When Facebook’s parent company changed its name to Meta, it planted a flag that would come to symbolize the evolution of the internet or the “metaverse.”
According to Meta, the metaverse is “an aggregation of digital spaces to interact in a variety of ways, including for learning, pleasure, and more.” The first significant attempt at creating a virtual reality environment, Horizon Worlds, was so dull and content-free that it made people question whether or not the metaverse was actually an improvement.
Happily, it seems like it won’t make a difference
Though it predates Facebook by a long shot, the idea of a “metaverse” is very much in vogue right now. Existing and promising implementations include games like Fortnite, platforms like Roblox, and online communities like Discord. There is no way to initiate the metaverse or make it come on. Whether or not you realize it, you have already been confronted by some of it. You’ve begun to conflate your online and real-world identities. Online to offline and offline to online.
Despite what Meta may think, the metaverse is not quite what it seems.
A more accurate description of today’s apps and games would be “a set of digital spaces to socialize, learn, play, and more,” but this abridged definition has made the term “metaverse” synonymous with stale software like Horizon Worlds, a painfully unimaginative 3D world with graphics from the early 2000s and plenty of room for advertisements.
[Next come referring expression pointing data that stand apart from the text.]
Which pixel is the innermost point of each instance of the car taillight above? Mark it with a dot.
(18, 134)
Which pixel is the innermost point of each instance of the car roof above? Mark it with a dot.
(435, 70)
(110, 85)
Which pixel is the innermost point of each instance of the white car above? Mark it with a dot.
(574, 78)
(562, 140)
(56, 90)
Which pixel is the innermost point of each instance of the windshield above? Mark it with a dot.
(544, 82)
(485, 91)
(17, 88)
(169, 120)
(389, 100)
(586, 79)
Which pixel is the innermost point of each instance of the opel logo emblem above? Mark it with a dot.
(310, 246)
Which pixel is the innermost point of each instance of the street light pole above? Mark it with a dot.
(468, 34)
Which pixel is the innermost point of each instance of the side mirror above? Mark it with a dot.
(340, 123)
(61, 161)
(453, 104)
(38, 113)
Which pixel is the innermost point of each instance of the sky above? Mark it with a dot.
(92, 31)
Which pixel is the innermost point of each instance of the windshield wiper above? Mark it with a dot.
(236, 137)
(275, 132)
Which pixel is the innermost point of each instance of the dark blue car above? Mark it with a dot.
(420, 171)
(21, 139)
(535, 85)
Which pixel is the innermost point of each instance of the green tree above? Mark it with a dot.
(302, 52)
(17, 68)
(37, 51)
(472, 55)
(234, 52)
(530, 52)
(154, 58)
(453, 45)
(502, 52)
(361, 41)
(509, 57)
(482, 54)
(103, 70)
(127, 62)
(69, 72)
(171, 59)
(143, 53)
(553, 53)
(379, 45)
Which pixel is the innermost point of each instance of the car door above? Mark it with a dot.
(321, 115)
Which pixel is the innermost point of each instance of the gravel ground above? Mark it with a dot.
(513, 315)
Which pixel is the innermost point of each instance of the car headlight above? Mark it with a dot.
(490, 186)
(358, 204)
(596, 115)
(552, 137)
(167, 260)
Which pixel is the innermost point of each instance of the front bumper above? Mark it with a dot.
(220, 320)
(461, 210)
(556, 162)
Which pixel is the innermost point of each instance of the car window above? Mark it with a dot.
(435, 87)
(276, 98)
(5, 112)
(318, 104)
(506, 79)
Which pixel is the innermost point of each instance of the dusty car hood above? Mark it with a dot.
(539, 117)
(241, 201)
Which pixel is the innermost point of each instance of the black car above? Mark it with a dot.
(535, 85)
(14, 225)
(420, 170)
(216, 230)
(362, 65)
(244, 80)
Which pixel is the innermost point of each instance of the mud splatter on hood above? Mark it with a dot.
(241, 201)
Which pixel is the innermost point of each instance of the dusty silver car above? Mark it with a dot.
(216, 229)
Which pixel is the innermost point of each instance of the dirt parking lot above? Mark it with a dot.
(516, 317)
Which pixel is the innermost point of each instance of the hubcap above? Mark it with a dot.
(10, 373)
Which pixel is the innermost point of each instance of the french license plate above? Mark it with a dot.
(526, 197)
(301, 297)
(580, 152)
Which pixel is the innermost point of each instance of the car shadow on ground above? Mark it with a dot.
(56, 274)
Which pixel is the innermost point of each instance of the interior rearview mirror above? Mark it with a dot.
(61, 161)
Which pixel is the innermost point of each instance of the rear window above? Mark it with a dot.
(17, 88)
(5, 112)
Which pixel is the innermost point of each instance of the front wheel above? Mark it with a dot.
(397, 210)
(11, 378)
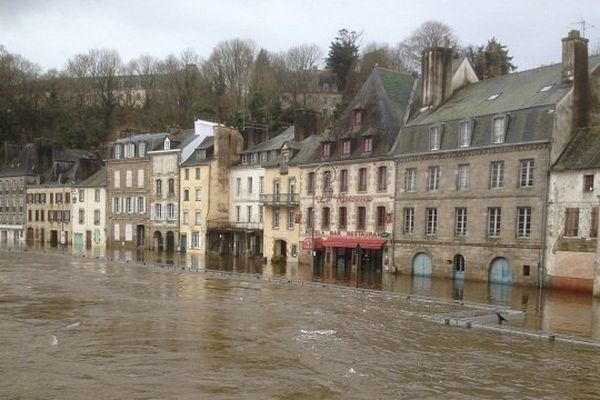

When we talk about the “metaverse,” we’re referring to how our perceptions and interactions with the digital world are shifting. It’s not quite a 3D world, but it is a step toward one in which our digital and physical selves interact in ways that feel more natural and genuine. A metaverse is an advanced form of the revolution brought about by the mobile internet, which has led to a merging of the real and virtual worlds.
That’s why it stands to reason that the metaverse can’t thrive in Meta, a place so cut off from the rest of the world that it has lost any sense of humanity. Decentraland’s attempt to construct a virtual world won’t succeed either, despite two years and billions of dollars in investment.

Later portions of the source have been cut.